How can I run the MADDPG example from AgileRL?

Summary

This postmortem analyzes why running the MADDPG example from AgileRL fails on Fedora 43 and inside a Podman/Ubuntu container, focusing on the underlying C++ toolchain mismatch that prevents multi_agent_ale from compiling. The failure is not caused by AgileRL itself but by ABI, compiler, and Python/C++ extension incompatibilities.

Root Cause

The core issue is a C++ standard mismatch between the system compiler and the expectations of the multi_agent_ale dependency.

Key points:

  • Fedora 43 defaults to GCC 14 / C++20, while multi_agent_ale was written for C++17.
  • The extension uses deprecated or removed typedefs (e.g., std::int_8), which are no longer valid in newer libstdc++ versions.
  • Python wheels for multi_agent_ale do not exist for newer Python versions (3.11+), forcing a local build.
  • Local builds fail because:
    • The package’s setup.py does not pin the C++ standard.
    • GCC 13/14 rejects outdated constructs.
    • ALE (Arcade Learning Environment) has tight coupling to specific compiler versions.

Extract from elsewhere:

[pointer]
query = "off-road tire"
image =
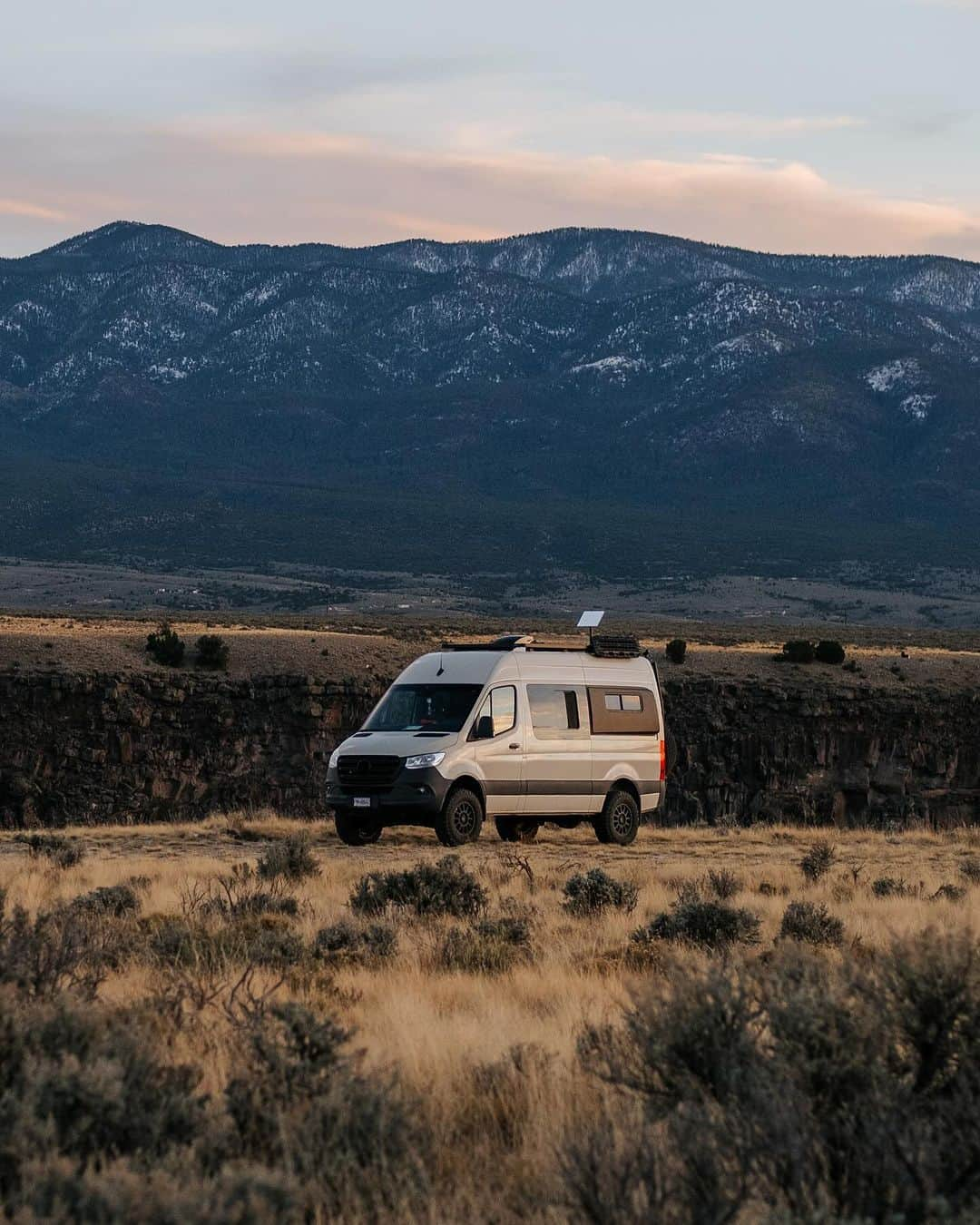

Root cause: the dependency cannot be built with modern compilers and modern Python versions.

Why This Happens in Real Systems

This class of failure is extremely common in ML/RL ecosystems:

  • Native extensions lag behind Python releases
  • C++ ABI breaks when distributions aggressively upgrade compilers
  • Research libraries assume Ubuntu LTS, not rolling distros like Fedora
  • Docker images inherit host toolchain quirks unless pinned explicitly
  • RL frameworks depend on niche libraries (ALE, MuJoCo, PettingZoo wrappers) that are not maintained at the same pace

Real-World Impact

These failures cause:

  • Inability to reproduce research results
  • Broken CI pipelines when base images update compilers
  • Silent ABI mismatches leading to segmentation faults
  • Hours wasted debugging build systems instead of RL algorithms
  • Containers that still fail because the dependency itself is outdated

Example or Code (if necessary and relevant)

Below is a minimal example of how senior engineers force a consistent toolchain when building ALE-based extensions:

FROM ubuntu:20.04

ENV DEBIAN_FRONTEND=noninteractive

RUN apt-get update && apt-get install -y \
    gcc-9 g++-9 python3.10 python3.10-dev python3-pip cmake git

RUN update-alternatives --install /usr/bin/gcc gcc /usr/bin/gcc-9 100 && \
    update-alternatives --install /usr/bin/g++ g++ /usr/bin/g++-9 100

RUN python3.10 -m pip install --upgrade pip
RUN pip install "multi-agent-ale==0.1.11"

This works because:

  • Ubuntu 20.04 uses GCC 9, which matches the era of ALE’s C++ code.
  • Python 3.10 is the last version with working wheels for many RL libraries.

How Senior Engineers Fix It

Experienced engineers stabilize the environment instead of fighting the compiler.

They typically:

  • Pin the compiler to a known‑good version (GCC 9 or 10 for ALE)
  • Pin Python to 3.9 or 3.10
  • Use an older base image (Ubuntu 20.04 or 22.04 with GCC downgraded)
  • Force C++17 in the build flags:
    • CXXFLAGS="-std=c++17"
  • Vendor the dependency and patch the outdated typedefs
  • Avoid Fedora for RL research because of its aggressive toolchain updates
  • Use Conda to isolate compilers and Python versions

The key insight: you must match the environment the dependency was originally written for.

Why Juniors Miss It

Less experienced engineers often assume:

  • “If it installs with pip, it should work”
  • “Docker isolates everything”
  • “Newer compiler = better”
  • “Python 3.11 should be supported everywhere by now”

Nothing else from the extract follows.